Shear stress and endothelial cell activation.

We have shown previously that ischemia in an isolated rat lung that is normally oxygenated by continued ventilation results in lipid and protein oxidation, indicating the generation of reactive oxygen species. By using a variety of biochemical and imaging techniques, we determined that the initial response, which occurs within the first second of ischemia, is partial depolarization of the endothelial cell plasma membrane. This event is followed within several seconds by activation of endothelial NADPH oxidase and generation of superoxide anion at the extracellular surface of the cell membrane where it is dismutated to freely diffusible H2O2. Approximately 15 secs after the onset of ischemia, we detected an elevation of intracellular Ca2+ caused by its release from intracellular stores, followed by Ca2+ influx, possibly through T-type voltage-dependent Ca2+ channels. Increased nitric oxide generation through activation of endothelial nitric oxide synthase is detected after about 45 secs of ischemia. These changes (endothelial membrane depolarization, reactive oxygen species production, elevation of intracellular Ca2+ levels, and nitric oxide generation) were confirmed in isolated endothelial cells that had been adapted to shear stress in vitro. The in vitro model also demonstrates reactive oxygen species-dependent activation of nuclear factor-kappaB and activator protein-1 and that 24 hrs of ischemia results in increased cell division. These results indicate a novel cell-signaling pathway in response to loss of shear stress.

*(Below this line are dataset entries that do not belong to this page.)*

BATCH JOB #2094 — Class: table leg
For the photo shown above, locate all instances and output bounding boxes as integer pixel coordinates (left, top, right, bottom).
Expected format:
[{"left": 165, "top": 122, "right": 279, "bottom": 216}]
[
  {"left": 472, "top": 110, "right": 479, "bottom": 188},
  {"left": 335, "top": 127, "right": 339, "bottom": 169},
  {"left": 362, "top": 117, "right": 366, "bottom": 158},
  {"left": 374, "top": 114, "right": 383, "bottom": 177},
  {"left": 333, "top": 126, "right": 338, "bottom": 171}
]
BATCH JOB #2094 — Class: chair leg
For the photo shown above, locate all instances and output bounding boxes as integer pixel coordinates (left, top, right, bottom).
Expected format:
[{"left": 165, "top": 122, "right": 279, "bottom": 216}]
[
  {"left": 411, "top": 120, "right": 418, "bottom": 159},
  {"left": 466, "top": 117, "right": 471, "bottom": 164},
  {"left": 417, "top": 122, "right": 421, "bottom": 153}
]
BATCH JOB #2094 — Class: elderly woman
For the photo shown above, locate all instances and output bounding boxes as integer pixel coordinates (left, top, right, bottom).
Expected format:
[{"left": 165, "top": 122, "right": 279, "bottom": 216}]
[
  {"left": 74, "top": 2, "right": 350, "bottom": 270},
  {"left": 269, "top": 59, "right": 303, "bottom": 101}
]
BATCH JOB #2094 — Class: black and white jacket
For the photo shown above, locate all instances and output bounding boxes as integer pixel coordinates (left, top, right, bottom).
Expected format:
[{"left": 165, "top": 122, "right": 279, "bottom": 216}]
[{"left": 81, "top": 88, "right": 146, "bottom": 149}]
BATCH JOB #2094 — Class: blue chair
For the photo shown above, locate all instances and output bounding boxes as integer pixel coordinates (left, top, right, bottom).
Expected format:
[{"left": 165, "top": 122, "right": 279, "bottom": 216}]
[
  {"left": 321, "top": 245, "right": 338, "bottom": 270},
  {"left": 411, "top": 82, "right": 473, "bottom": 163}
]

The basis for these changes in endothelial function is related to mechanotransduction, i.e., altered shear stress rather than a metabolic response to ischemia. The biological function for the response may be an attempt to restore blood flow through vasodilatation and new capillary formation.

Ca2+ flux through voltage-gated channels with flow cessation in pulmonary microvascular endothelial cells.

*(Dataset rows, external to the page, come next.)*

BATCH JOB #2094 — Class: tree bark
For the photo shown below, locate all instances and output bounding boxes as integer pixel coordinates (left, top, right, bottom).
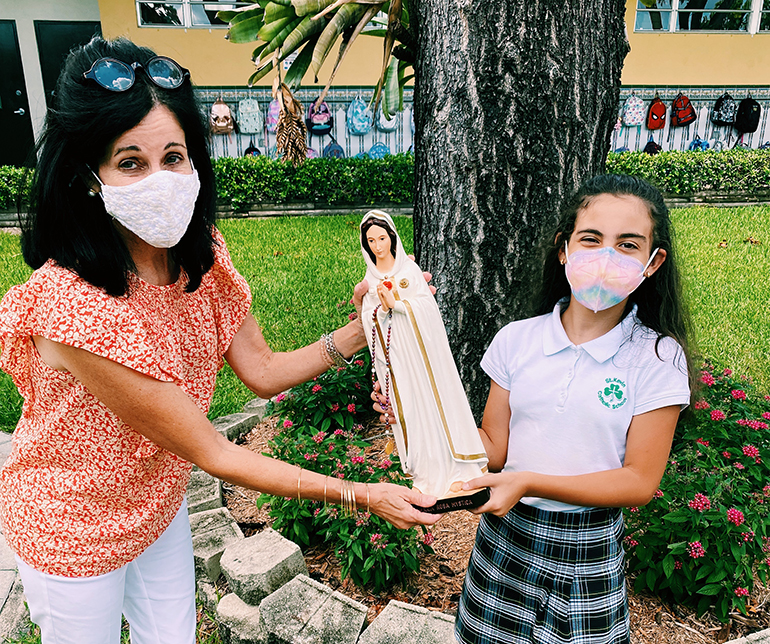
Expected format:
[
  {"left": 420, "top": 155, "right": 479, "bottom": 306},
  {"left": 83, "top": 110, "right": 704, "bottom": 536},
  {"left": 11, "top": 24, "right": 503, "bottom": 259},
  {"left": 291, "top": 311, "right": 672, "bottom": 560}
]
[{"left": 412, "top": 0, "right": 629, "bottom": 419}]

OBJECTIVE: To investigate the role of voltage-gated Ca2+ channels in Ca2+ influx with flow cessation in flow-adapted rat pulmonary microvascular endothelial cells. METHODS: Cells were evaluated for mRNA and protein levels for major components of the voltage-gated Ca2+ channels. Ca2+ influx with flow cessation and cell membrane potential were measured in real time with fluorescent dyes. Mibefradil and nifedipine were used as inhibitors of Ca2+ channel activity. RESULTS: Voltage-gated Ca2+ channel protein and mRNA for the T-type channel were expressed at a relatively low level in endothelial cells cultured under static conditions and expression was induced significantly during flow adaptation. Flow-adapted but not control cells showed Ca2+ influx during flow cessation that was blocked by mibefradil but not by nifedipine. Ca2+ influx also was blocked by cromakalim, a KATP channel agonist. Cell membrane depolarization with flow cessation was unaffected by mibefradil. CONCLUSIONS: Rat pulmonary microvascular endothelial cells express T-type voltage-gated Ca2+ channels that are induced during adaptation to flow and are responsible for Ca2+ influx that occurs as a result of flow cessation-mediated membrane depolarization.